No appeal is allowed.
On Dec. 2, 2015, 14 people were killed and 22 were seriously injured by a mass shooting by Syed Rizwan Farook and Tashfeen Malik in San Bernardino California. The pair were ultimately shot by law enforcement after a four-hour chase.
Discovered amongst their possessions was a county-owned iPhone 5c. In a botched attempt to penetrate the phone, the county ordered a password reset on the device, preventing any data more recent than Oct. 19 from being automatically backed up to iCloud, and accessible to subpoena.
The Department of Justice said that they already had all the call logs for the device up to the date of the attack, as well as data backups from before the last connection of the phone to Apple’s servers.
The judge overseeing the case dictated that Apple create a tool that would work with the seized iPhone 5c that would allow the government to unlock the phone, and grant access to the full contents and data store in the device’s flash storage.
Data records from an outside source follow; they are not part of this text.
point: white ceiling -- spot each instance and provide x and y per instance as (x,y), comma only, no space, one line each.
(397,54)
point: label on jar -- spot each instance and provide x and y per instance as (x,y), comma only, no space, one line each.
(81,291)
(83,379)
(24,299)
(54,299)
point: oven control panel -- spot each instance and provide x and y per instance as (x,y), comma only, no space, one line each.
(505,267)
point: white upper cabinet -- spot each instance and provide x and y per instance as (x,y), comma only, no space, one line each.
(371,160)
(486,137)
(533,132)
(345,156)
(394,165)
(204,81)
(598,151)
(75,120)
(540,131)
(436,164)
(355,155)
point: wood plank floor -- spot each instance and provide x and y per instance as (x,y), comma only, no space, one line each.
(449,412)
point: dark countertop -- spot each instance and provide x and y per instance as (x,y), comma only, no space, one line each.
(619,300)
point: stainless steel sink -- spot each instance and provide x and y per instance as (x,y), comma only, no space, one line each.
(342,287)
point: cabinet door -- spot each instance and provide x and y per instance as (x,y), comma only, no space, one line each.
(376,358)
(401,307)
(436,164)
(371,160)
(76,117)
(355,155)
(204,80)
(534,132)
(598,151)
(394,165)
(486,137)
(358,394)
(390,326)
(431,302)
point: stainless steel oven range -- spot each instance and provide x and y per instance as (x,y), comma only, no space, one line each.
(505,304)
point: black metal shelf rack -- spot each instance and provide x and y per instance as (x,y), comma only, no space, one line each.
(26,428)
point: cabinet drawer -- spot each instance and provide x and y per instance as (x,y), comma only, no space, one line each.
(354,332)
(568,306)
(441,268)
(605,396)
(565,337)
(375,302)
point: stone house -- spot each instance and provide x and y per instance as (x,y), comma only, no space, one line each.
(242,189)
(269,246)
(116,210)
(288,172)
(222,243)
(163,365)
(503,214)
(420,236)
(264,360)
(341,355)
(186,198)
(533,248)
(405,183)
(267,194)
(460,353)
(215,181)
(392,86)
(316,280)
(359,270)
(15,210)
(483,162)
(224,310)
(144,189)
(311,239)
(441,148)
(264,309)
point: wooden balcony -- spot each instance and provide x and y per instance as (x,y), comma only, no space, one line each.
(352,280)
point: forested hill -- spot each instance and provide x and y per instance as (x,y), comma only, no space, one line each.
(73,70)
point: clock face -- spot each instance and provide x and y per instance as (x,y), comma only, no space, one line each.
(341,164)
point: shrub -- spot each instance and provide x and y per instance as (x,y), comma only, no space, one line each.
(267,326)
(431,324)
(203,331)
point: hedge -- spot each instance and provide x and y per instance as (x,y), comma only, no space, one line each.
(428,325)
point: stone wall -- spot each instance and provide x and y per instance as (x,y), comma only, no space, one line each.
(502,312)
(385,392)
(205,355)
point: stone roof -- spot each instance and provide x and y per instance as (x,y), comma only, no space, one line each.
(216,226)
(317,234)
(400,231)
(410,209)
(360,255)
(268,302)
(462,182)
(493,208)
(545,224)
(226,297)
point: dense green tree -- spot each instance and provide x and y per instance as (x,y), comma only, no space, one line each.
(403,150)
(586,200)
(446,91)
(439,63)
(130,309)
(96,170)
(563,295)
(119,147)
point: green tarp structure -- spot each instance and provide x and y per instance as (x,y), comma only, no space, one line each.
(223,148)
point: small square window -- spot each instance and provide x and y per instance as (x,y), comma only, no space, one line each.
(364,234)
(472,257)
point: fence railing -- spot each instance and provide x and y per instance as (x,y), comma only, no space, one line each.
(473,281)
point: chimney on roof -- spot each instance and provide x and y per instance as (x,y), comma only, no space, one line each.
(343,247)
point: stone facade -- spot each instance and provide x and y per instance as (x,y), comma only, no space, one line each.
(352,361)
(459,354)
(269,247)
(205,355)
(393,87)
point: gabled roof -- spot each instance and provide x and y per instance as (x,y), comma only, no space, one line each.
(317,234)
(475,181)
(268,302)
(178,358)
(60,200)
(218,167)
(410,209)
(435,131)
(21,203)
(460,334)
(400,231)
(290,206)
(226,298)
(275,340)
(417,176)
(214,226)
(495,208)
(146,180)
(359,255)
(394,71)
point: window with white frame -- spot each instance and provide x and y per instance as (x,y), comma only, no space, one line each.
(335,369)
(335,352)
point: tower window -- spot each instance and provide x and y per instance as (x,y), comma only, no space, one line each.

Apple CEO Tim Cook refused the request. The FBI ultimately purchased the services of a “grey hat” hacking company to penetrate the phone just hours before a court hearing about the subject, and no tangible data directly related to the shooting was ultimately found.
In Sept. 2016, the Associated Press, USA Today, and Vice Media filed a freedom of information lawsuit, attempting to compel the FBI to divulge information about the hack it purchased to break into the San Bernardino shooters’ iPhone 5c. The trio argued that disclosure of the method of attack and vendor brings up issues about expenditure of public funds, governmental oversight concerns, and other ethical considerations surrounding the issue.
“The public is entitled to know the nature of the vendors the Government finds it necessary to deal with in cases of access to private information, ” the claimants declared. “Including whether or not the FBI feels compelled to contract with groups of hackers with suspect reputations.”
The FBI has refused requests for information regarding the iPhone 5c in the past, citing that since it does not own the hack, it can’t talk about it. Apple has also said that they have no intention of filing suit for data about the penetration method.